The FMRIB UK Biobank data processing library

Project description

https://img.shields.io/pypi/v/ukbparse.svg https://anaconda.org/conda-forge/ukbparse/badges/version.svg https://zenodo.org/badge/DOI/10.5281/zenodo.1997626.svg https://git.fmrib.ox.ac.uk/fsl/ukbparse/badges/master/coverage.svg

ukbparse is a Python library for pre-processing of UK BioBank data.

ukbparse is developed at the Wellcome Centre for Integrative Neuroimaging (WIN@FMRIB), University of Oxford. ukbparse is in no way endorsed, sanctioned, or validated by the UK BioBank.

ukbparse comes bundled with metadata about the variables present in UK BioBank data sets. This metadata can be obtained from the UK BioBank online data showcase

Installation

Install ukbparse via pip:

pip install ukbparse

Or from conda-forge:

conda install -c conda-forge ukbparse

Introductory notebook

The ukbparse_demo command will start a Jupyter Notebook which introduces the main features provided by ukbparse. To run it, you need to install a few additional dependencies:

pip install ukbparse[demo]

You can then start the demo by running ukbparse_demo.

Usage

General usage is as follows:

ukbparse [options] output.tsv input1.tsv input2.tsv

You can get information on all of the options by typing ukbparse --help.

Options can be specified on the command line, and/or stored in a configuration file.
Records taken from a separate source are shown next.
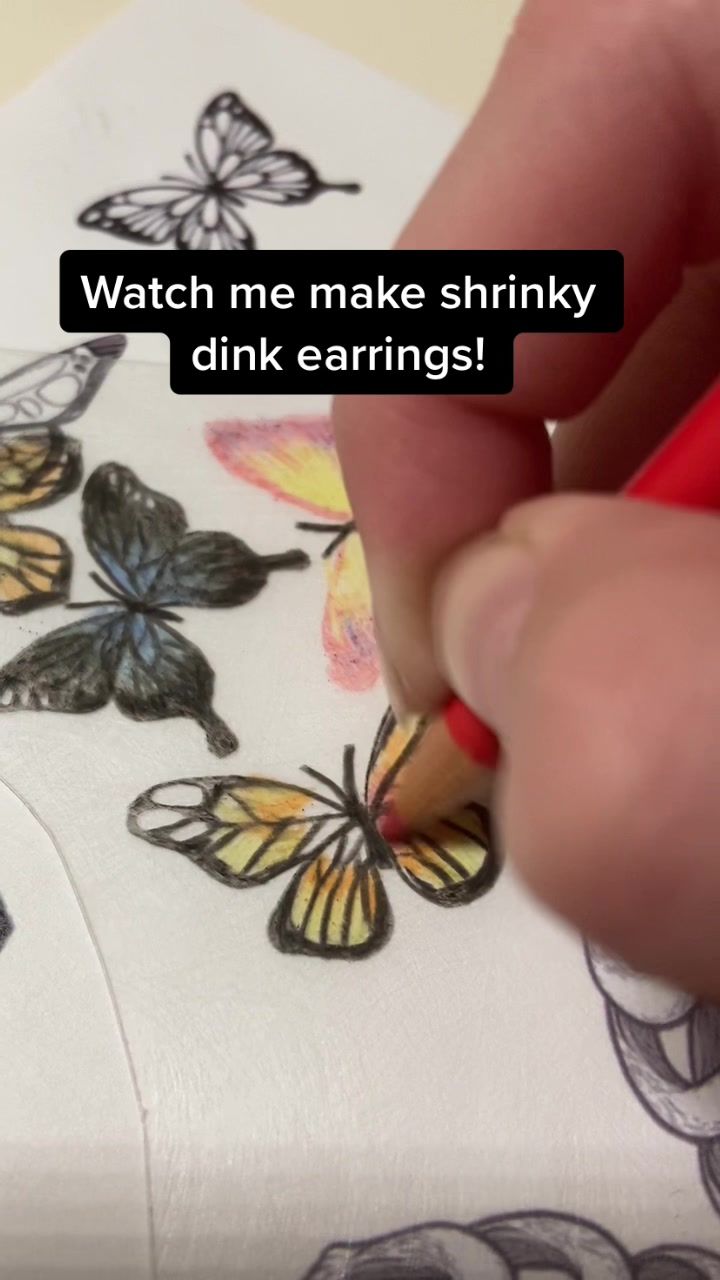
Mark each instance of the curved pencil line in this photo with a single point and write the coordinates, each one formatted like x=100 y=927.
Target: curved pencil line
x=119 y=1024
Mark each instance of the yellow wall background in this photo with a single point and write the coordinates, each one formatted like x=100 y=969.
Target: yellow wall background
x=442 y=48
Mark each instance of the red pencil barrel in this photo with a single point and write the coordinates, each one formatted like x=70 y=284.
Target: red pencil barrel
x=684 y=471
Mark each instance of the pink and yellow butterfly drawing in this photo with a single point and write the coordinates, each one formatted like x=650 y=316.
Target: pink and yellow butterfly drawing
x=295 y=460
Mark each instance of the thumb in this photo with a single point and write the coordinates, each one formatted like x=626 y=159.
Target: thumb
x=587 y=632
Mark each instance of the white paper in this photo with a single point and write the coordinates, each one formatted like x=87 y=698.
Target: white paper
x=121 y=112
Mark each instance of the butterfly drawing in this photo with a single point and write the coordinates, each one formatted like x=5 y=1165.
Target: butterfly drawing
x=39 y=465
x=124 y=649
x=295 y=460
x=247 y=830
x=235 y=163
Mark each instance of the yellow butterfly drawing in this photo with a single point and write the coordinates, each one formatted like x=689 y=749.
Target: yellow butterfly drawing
x=295 y=460
x=39 y=465
x=246 y=830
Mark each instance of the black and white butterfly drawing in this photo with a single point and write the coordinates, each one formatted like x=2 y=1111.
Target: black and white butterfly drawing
x=233 y=163
x=126 y=650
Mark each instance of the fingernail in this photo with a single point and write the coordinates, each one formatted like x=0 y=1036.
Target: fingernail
x=482 y=611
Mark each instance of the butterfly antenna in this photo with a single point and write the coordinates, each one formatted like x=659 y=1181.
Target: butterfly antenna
x=220 y=737
x=351 y=188
x=349 y=773
x=286 y=560
x=333 y=787
x=341 y=531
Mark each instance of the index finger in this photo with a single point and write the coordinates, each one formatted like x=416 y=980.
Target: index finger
x=588 y=138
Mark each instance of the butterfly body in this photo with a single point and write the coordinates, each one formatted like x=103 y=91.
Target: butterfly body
x=235 y=163
x=126 y=650
x=245 y=831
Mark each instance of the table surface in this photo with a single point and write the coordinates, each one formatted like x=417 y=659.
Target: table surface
x=446 y=50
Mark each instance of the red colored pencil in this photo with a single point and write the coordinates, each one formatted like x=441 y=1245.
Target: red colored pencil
x=458 y=755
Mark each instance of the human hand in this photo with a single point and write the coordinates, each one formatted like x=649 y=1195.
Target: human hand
x=587 y=631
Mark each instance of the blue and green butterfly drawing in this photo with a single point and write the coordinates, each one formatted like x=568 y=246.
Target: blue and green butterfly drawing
x=124 y=650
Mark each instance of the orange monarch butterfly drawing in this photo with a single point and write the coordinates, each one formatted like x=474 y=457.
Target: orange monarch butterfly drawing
x=246 y=830
x=39 y=465
x=295 y=460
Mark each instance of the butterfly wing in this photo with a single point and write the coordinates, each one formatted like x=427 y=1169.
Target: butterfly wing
x=349 y=638
x=57 y=388
x=335 y=906
x=217 y=570
x=455 y=862
x=235 y=149
x=294 y=458
x=35 y=568
x=150 y=215
x=160 y=675
x=228 y=133
x=36 y=470
x=240 y=830
x=130 y=529
x=69 y=670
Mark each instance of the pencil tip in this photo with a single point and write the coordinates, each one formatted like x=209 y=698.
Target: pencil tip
x=391 y=826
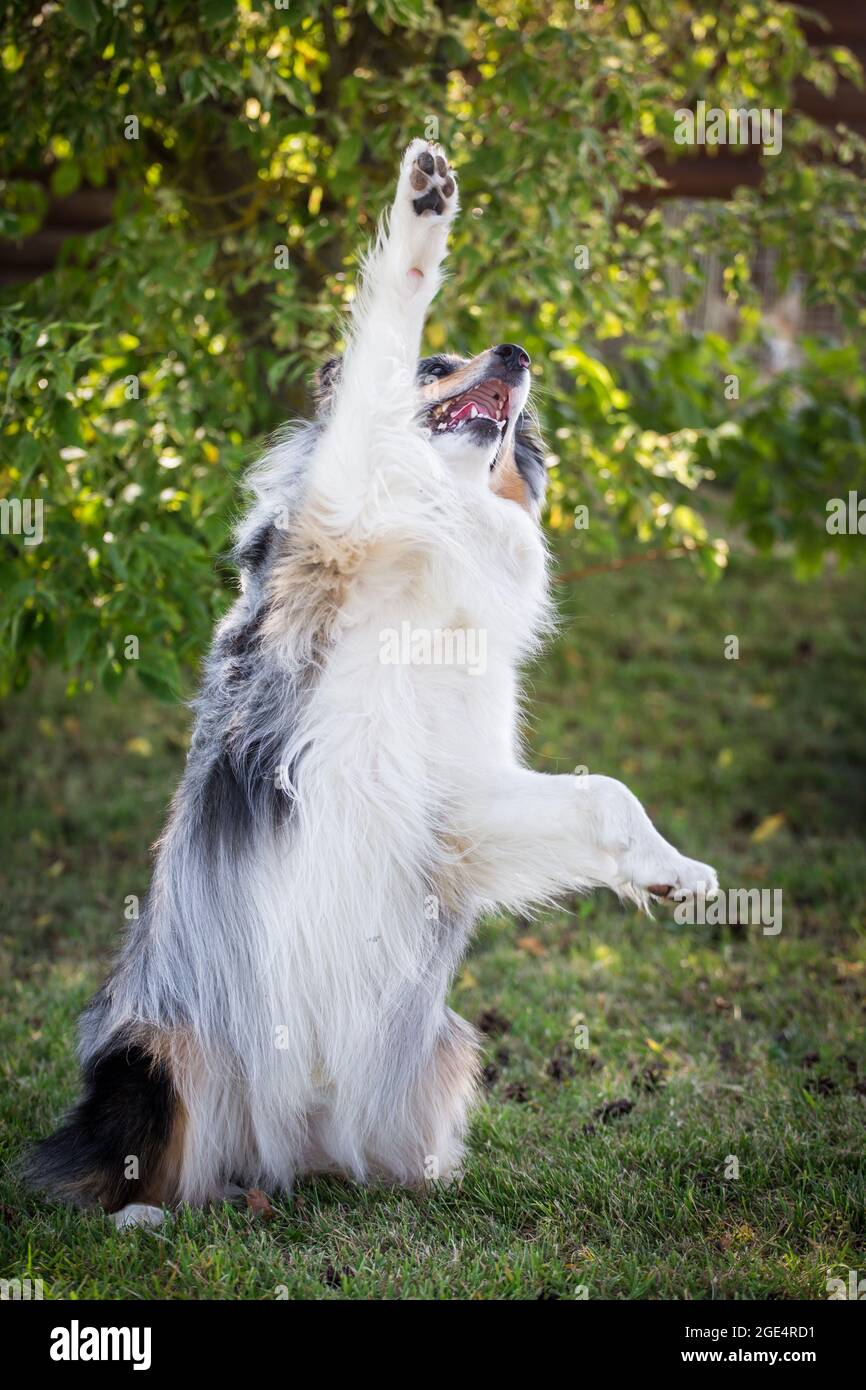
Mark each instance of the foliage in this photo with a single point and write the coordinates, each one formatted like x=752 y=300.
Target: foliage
x=264 y=125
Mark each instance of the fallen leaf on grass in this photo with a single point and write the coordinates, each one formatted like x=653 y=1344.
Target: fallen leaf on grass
x=259 y=1204
x=769 y=826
For example, the options in the following command line:

ukbparse \
  --overwrite \
  --import_all \
  --log_file log.txt \
  --icd10_map_file icd_codes.tsv \
  --category 10 \
  --category 11 \
  output.tsv input1.tsv input2.tsv

Could be stored in a configuration file config.txt:

overwrite
import_all
log_file       log.txt
icd10_map_file icd_codes.tsv
category       10
category       11

And then executed as follows:

ukbparse -cfg config.txt output.tsv input1.tsv input2.tsv

Customising

ukbparse contains a large number of built-in rules which have been specifically written to pre-process UK BioBank data variables. These rules are stored in the following files:

  • ukbparse/data/variables_*.tsv: Cleaning rules for individual variables

  • ukbparse/data/datacodings_*.tsv: Cleaning rules for data codings

  • ukbparse/data/types.tsv: Cleaning rules for specific types

  • ukbparse/data/processing.tsv: Processing steps

You can customise or replace these files as you see fit. You can also pass your own versions of these files to ukbparse via the --variable_file, --datacoding_file, --type_file and --processing_file command-line options respectively. ukbparse will load all variable and datacoding files, and merge them into a single table which contains the cleaning rules for each variable.

Finally, you can use the --no_builtins option to bypass all of the built-in cleaning and processing rules.

Output

The main output of ukbparse is a plain-text tab-delimited[*]_ file which contains the input data, after cleaning and processing, potentially with some columns removed, and new columns added.

If you used the --non_numeric_file option, the main output file will only contain the numeric columns; non-numeric columns will be saved to a separate file.

You can use any tool of your choice to load this output file, such as Python, MATLAB, or Excel. It is also possible to pass the output back into ukbparse.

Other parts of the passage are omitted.